Common Voice is a great resource for natural language processing enthusiasts. Today I was giving it a pass using Goruut 0.4.0, which uncovered several outliers.

Language Outlier
ar Meaning: Someone in a difficult situation will do anything to get out of it.
bn Google Play
ca "
es וְתִסְמְכֵנוּ לְשָלוֹם.
fa amir šāyān
ja a
ja A
ja fgtyht
ja gfvrv
ja Give us back our time.
ja green
ja hello
ja I don’t know
ja If you love you, please love me.
ja I saw him today
ja I wanna fly so high Yeah, I know my wings are dried
ja jdjdjd
ja ksskskksksks
ja tyyjnybt
ja
ja Windows
ja X軸Y軸
ja You must be teasing us.
ja 歴史的修正主義者De Ste。
ka ???????? ???????? ????? ?????? ??????.
mn ??????
ru ?????? ???? ?????, ??? ????????? ???? ??? ??????
ru Firefox
sr Sreća je u malim stvarima
ur ﺍﺱ ﭘﺮ ﺟﻮﺍﮨﺮ ﻻﻝ ﻧﮩﺮﻭ ﻧﮯ ﻣﺴﮑﺮﺍ ﮐﺮ ﮐﮩﺎ ﺗﮭﺎ
ur ﭨﮭﻮﻧﺲ ﺩﯾﺘﮯ ﺗﮭﮯ
ur ﮈﺍﮐﯿﮧ ﭘﮭﺮ ﭘﺮﯾﺸﺎﻥ ﮨﻮ ﮔﯿﺎ
ur ﮐﯿﺌﺮﭨﯿﮑﺮ ﺣﮑﻮﻣﺖ ﺑﮭﯽ ﻗﻮﻣﯽ ﺣﮑﻮﻣﺖ ﺑﻦ ﺳﮑﺘﯽ ﮨﮯ
ur ﻟﻮﮔﻮﮞ ﻧﮯ ﺣﯿﺮﺕ ﺳﮯ ﭘﻮﭼﮭﺎ

A number of English texts in non-English datasets.
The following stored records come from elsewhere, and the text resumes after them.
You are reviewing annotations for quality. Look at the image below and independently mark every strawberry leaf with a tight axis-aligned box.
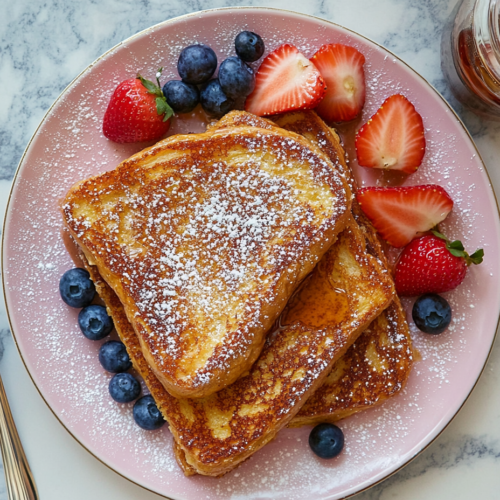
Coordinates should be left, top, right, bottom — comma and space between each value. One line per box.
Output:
432, 229, 448, 241
156, 96, 174, 122
137, 74, 163, 97
447, 247, 467, 257
469, 248, 484, 264
447, 240, 464, 252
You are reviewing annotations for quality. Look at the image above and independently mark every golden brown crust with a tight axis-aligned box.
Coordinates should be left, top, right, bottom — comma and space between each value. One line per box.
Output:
274, 111, 415, 427
63, 122, 350, 397
80, 215, 394, 476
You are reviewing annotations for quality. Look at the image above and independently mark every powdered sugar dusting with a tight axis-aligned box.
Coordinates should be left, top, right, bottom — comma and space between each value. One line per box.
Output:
4, 10, 500, 500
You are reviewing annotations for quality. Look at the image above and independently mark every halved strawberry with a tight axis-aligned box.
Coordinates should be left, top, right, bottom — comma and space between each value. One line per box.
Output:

No idea what Hebrew phrase does in Spanish dataset. The word “Firefox” should be probably in Cyrillics same for “Sreća je u malim stvarima”. About the Urdu outliers, no idea why these came out, but listing them just in case.